The approaches differ mainly in where they read the signal. Pipecat's Smart Turn (BSD-2, open weights, community-trained) reads the audio — a native-waveform model that judges intonation and pace, outputs a single "complete" probability, and is small enough to run on a CPU. LiveKit's open turn detector fuses an LLM backbone that reads the transcript with audio encoders that hear the delivery, across 14 languages. OpenAI's Realtime API exposes the idea as a semantic_vad mode with an eagerness dial — low, medium, high — that caps how long it will wait before responding. Deepgram's Flux takes the most integrated route, baking end-of-turn prediction directly into the speech-to-text model so there's no separate component to bolt on. Different architectures, one shared admission: silence was never the right feature.
If you're choosing where this lives in your stack, it tracks the larger speech-to-speech versus cascaded split — an STT-integrated model like Flux suits a cascaded pipeline, while a standalone turn detector drops into a framework like LiveKit or Pipecat regardless of which transcription model you feed it.

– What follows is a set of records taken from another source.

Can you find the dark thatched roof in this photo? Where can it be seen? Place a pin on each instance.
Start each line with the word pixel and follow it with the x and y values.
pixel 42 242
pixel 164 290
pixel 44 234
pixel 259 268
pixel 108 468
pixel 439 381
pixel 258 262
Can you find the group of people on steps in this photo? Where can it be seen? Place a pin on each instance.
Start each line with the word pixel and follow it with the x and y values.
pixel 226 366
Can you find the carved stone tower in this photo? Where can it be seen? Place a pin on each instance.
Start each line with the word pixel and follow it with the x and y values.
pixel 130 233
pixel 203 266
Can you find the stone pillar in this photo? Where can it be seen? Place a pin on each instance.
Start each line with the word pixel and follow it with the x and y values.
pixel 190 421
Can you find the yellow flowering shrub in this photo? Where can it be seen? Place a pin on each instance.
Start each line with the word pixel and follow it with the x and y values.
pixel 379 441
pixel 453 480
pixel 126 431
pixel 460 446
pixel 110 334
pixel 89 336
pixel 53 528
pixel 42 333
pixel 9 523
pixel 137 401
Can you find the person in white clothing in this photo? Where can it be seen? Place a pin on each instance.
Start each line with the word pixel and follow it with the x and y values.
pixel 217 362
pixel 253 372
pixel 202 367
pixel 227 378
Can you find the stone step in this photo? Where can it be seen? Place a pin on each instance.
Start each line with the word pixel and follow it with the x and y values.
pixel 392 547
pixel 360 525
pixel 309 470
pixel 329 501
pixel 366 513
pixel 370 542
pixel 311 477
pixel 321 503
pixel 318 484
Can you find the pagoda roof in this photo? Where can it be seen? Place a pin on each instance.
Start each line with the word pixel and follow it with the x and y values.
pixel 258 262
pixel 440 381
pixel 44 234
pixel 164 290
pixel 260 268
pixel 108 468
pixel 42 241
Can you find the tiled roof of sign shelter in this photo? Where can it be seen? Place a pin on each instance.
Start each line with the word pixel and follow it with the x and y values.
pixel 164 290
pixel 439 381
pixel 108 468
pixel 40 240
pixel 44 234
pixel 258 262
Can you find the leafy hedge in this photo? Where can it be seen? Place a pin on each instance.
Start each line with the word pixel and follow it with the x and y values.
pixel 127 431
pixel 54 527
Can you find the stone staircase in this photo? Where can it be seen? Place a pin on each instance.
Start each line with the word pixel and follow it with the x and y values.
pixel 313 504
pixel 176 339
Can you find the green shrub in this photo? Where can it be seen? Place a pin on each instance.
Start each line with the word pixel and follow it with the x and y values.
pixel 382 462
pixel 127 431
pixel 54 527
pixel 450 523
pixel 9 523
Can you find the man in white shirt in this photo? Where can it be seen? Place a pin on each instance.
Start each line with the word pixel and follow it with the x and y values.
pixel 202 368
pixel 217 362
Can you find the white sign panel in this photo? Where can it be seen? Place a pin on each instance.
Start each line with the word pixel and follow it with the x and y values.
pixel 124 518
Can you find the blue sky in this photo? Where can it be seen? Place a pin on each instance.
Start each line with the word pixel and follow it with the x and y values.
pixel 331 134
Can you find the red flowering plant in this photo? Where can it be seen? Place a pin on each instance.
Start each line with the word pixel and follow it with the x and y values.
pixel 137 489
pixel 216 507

The mirror-image bug: barge-in
End-of-turn is only half the conversation. The other half is what happens when you interrupt the agent. The naive version is symmetrical to the naive timeout: any speech the microphone hears while the agent is talking stops the agent. And it's wrong for the symmetrical reason. Human listeners constantly emit backchannels — "uh-huh," "right," "yeah" — that mean keep going, not stop. An agent that flinches silent every time you murmur agreement is as broken as one that interrupts you; it just fails politely instead of rudely.

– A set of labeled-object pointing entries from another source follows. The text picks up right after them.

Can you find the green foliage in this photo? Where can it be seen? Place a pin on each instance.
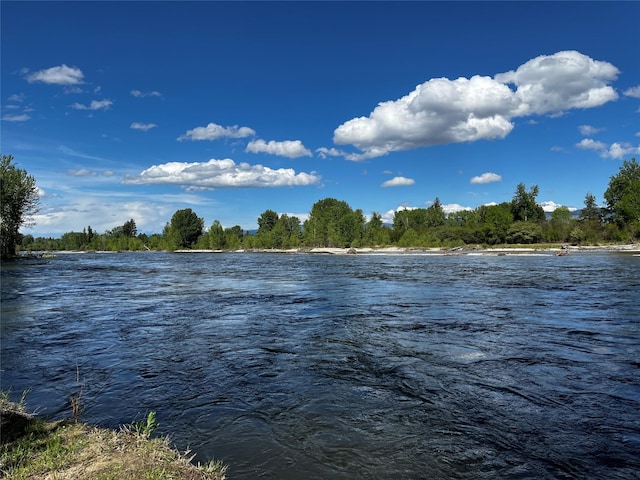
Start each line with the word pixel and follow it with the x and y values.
pixel 560 225
pixel 524 232
pixel 217 236
pixel 375 233
pixel 332 223
pixel 19 200
pixel 184 229
pixel 144 428
pixel 524 207
pixel 623 194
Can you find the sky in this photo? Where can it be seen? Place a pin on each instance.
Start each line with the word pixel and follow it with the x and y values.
pixel 136 110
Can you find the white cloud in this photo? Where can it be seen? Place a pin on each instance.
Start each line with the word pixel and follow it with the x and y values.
pixel 214 131
pixel 287 148
pixel 620 150
pixel 324 152
pixel 588 130
pixel 550 206
pixel 632 92
pixel 143 126
pixel 562 81
pixel 398 182
pixel 94 105
pixel 617 150
pixel 17 97
pixel 455 207
pixel 221 174
pixel 23 117
pixel 487 177
pixel 442 111
pixel 590 144
pixel 82 172
pixel 140 94
pixel 61 75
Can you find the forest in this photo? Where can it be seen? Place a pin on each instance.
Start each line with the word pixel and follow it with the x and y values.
pixel 334 223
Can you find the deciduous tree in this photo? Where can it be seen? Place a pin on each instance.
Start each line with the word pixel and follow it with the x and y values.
pixel 185 228
pixel 19 200
pixel 623 195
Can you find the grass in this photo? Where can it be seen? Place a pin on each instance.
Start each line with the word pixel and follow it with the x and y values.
pixel 32 448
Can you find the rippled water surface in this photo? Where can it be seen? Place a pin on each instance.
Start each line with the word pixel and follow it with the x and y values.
pixel 359 366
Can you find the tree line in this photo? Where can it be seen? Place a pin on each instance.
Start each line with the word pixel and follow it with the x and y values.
pixel 333 223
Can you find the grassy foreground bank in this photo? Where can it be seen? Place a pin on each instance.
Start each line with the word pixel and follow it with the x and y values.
pixel 32 448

So the current frontier in interruption handling is the same move applied in reverse: a model that separates a genuine barge-in (new content, you want the floor) from a backchannel (an acknowledgement, keep talking) — and, when it guesses wrong and pauses for what turns out to be an "mm-hm," resumes the turn where it left off. It's the same lesson the silence timer taught, stated once more: in conversation, the presence of sound tells you almost nothing. The meaning of the sound tells you everything, and that's the part you have to model.